Why is this better that just routing the same tracks to an auxiliar and changing the volume there? Auxiliars are also useful, as you will see on the next section, but if the goal is just level control, VCAs have a few advantages:

  • Coalescing: After every pass, you are able to coalesce your automation, changing the target tracks levels and leaving your VCA track flat and ready for your next pass.

  • More information: When using an auxiliar instead of a VCA track, there is no way to know if a child track is being affected by it. If you accidentally move that aux fader you may go crazy trying to figure out why your dialogue tracks are all slightly lower (true story). On the other hand, VCAs show you a blue outline (see picture below) with the real affected volume lane that would result after coalescing both lanes so you can always see how a VCA is affecting a track.

  • Post fader workflow: Another problem of using an auxiliar to control the volume of a group of tracks, is that if you have post-fader sends on those tracks, you will still send that audio away regardless of the parent's auxiliar level. This is because you are sending that audio away before you send it to the auxiliar. VCAs avoid this problem by directly affecting the child track volume and thus also affecting how much is sent post-fader.

Sub Mix buses

This is the final step of the signal chain. After all inserts, faders, trim and VCA, the resulting audio signals can be routed directly to your output or you may also consider using a sub mixing bus instead. This is an auxiliar track that sums all the signals from a specific group of channels (like Dialogue tracks) and allows you to control and process each sub mix as a whole.
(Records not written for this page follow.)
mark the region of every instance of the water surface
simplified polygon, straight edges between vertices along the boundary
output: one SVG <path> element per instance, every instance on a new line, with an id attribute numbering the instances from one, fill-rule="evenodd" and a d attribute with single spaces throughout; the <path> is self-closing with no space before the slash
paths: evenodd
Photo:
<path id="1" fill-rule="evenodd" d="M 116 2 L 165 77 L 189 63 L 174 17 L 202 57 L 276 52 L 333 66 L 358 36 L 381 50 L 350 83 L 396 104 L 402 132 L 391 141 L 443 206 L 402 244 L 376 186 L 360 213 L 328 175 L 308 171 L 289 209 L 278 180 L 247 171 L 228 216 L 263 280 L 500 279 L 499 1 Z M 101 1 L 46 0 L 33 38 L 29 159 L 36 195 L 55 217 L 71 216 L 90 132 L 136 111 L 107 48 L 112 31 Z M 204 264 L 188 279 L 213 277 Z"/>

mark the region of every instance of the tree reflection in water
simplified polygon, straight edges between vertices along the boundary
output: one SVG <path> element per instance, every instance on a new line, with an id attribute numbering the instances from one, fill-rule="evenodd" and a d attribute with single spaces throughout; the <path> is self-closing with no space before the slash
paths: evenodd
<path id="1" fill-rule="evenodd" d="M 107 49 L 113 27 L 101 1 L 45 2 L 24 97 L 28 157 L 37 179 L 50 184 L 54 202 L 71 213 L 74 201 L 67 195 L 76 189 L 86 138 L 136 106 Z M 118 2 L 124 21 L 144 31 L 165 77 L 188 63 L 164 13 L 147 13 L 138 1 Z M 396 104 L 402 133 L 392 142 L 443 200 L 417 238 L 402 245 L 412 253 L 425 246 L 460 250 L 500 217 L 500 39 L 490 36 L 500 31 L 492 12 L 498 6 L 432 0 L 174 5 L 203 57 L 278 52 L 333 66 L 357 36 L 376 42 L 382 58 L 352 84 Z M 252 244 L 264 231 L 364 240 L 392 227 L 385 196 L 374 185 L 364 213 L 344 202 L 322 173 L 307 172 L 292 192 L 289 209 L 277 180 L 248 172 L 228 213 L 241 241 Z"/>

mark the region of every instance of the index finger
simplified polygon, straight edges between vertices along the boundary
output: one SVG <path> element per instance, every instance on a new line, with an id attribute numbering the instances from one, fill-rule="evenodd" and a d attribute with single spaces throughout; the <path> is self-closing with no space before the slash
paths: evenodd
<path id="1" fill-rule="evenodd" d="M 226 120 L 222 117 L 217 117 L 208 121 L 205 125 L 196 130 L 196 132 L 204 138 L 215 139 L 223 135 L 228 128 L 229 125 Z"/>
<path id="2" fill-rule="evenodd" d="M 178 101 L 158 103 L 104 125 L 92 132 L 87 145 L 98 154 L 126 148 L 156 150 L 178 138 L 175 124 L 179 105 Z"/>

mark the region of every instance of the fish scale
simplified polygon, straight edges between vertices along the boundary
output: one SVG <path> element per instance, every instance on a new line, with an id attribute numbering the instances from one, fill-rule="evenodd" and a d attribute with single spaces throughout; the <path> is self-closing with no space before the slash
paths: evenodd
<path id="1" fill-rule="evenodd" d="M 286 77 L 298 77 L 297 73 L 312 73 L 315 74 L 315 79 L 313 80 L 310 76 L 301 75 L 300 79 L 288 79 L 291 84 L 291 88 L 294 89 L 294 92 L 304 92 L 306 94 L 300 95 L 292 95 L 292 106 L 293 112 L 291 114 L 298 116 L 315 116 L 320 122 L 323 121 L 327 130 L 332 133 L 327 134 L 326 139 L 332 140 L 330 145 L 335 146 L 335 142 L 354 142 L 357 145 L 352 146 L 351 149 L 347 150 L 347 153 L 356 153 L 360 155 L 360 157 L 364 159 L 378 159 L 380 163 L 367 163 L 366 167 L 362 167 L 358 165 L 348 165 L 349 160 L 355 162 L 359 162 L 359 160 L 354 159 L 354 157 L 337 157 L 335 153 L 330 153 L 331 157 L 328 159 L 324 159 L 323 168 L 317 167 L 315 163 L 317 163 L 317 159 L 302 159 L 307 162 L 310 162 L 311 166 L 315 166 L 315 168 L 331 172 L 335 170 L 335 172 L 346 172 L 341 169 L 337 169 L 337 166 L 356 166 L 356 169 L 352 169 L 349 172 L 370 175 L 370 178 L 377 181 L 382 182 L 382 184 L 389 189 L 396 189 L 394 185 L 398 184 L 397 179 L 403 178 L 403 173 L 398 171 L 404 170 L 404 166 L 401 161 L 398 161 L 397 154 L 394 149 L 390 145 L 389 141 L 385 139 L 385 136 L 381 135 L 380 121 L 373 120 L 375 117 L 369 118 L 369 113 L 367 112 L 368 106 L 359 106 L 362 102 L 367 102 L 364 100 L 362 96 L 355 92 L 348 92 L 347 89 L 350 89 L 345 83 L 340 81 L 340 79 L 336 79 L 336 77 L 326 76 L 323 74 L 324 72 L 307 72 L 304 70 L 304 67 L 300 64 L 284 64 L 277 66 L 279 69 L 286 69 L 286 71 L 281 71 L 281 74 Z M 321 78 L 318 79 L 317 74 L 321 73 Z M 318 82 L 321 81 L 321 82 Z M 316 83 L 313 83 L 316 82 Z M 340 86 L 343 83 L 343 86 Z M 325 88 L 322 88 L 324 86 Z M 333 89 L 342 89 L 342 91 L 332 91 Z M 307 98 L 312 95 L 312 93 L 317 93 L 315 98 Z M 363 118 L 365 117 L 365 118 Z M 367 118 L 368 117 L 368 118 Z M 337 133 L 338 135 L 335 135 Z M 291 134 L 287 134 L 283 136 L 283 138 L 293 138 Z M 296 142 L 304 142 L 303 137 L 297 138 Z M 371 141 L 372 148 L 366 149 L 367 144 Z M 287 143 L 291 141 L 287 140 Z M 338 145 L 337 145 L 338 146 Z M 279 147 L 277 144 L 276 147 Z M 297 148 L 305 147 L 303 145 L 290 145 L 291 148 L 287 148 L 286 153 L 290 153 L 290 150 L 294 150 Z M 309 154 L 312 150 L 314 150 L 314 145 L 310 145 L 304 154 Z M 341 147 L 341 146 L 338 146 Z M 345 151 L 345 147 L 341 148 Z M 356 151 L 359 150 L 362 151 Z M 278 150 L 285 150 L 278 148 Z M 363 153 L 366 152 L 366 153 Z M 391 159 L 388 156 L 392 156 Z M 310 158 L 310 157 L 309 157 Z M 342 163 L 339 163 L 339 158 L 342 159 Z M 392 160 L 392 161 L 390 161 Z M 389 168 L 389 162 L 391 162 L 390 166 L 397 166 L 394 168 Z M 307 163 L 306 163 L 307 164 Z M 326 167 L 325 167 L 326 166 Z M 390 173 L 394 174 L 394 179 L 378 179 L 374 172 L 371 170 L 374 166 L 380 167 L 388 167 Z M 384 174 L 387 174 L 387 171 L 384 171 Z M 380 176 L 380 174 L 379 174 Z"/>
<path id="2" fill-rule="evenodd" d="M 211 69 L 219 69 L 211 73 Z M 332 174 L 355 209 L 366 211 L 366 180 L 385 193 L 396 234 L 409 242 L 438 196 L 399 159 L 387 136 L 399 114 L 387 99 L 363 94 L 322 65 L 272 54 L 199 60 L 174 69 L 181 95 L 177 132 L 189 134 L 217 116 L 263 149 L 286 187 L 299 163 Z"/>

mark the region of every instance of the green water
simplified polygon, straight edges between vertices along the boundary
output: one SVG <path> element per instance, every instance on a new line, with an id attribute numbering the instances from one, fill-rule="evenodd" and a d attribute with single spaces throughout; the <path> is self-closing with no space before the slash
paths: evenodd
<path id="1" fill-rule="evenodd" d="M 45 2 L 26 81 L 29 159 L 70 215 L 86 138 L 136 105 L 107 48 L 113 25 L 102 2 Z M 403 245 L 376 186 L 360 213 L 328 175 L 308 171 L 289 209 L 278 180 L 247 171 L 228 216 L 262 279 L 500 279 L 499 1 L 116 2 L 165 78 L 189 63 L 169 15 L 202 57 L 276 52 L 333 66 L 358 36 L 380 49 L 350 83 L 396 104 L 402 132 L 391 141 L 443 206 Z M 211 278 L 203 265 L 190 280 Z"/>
These are the type of auxiliar tracks that I was taking about on the VCA section. They may not be ideal to control the levels of a sub mix, but they are useful when you want to process a group of tracks with the same plugins or when you need to print different stems.
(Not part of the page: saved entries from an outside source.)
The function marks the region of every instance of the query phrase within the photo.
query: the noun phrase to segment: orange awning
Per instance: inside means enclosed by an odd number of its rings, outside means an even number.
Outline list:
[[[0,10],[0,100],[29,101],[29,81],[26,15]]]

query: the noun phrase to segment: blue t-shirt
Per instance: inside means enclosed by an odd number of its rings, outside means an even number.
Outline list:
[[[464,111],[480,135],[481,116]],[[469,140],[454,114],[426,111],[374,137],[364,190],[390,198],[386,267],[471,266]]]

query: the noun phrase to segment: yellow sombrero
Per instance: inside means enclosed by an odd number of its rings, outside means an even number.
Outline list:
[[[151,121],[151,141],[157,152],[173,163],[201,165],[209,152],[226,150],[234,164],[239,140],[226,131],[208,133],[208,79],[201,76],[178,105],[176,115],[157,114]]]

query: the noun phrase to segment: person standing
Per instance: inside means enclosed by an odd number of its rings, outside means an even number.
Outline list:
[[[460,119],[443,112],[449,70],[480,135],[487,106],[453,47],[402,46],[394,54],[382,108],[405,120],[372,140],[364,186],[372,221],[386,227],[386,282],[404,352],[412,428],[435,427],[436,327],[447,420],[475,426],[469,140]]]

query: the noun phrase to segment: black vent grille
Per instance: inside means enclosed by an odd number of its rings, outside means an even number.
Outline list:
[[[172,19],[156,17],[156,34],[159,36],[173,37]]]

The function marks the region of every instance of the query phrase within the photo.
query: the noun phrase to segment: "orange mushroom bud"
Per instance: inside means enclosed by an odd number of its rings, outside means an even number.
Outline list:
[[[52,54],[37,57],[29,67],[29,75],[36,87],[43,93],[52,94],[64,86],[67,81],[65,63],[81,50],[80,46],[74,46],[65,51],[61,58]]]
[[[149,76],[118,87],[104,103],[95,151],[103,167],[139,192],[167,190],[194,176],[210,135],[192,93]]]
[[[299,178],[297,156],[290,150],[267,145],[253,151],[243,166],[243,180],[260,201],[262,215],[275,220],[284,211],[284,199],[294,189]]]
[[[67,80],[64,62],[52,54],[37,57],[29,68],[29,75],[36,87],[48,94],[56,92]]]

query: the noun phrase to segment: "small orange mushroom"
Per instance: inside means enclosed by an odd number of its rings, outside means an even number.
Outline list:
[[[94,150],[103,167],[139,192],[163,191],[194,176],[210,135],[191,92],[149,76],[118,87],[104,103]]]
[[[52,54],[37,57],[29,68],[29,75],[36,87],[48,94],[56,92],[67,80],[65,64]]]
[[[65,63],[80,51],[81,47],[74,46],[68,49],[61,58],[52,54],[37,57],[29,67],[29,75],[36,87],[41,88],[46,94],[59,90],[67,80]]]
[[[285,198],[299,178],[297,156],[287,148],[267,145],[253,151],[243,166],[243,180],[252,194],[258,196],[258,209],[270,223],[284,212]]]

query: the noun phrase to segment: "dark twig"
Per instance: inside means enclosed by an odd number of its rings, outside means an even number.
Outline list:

An issue you may find when using them is that you may find yourself "fighting" for a sound to be loud enough. You feel that pushing the fader more and more doesn't really help and you barely hear the difference. When this happens, you've probably run out of headroom. Pushing the volume doesn't seem to help because a compressor or limiter further on the signal chain (that is, acting as a post-fader insert) is squashing the signal.

When this happens, you need to go back and give yourself more headroom by making sure you are not over compressing or lowering every track volume until you are working on manageable level. Ideally, you should be metering your mix from the start so you know where you are in terms of loudness. If you mix to any loudness standard like EBU-R128, that should give you a nice and comfortable amount of headroom.

Final Thoughts

Essentially, mixing is about making things louder or quieter to serve the story that is being told. As you can see, is important to know where in the audio chain the best place to do this is. If you keep your chain in order, from clip gain to the sub mix buses, making sure levels are optimal every step of the way. you'll be in control and have a better idea on where to act when issues arise. Happy Mixing.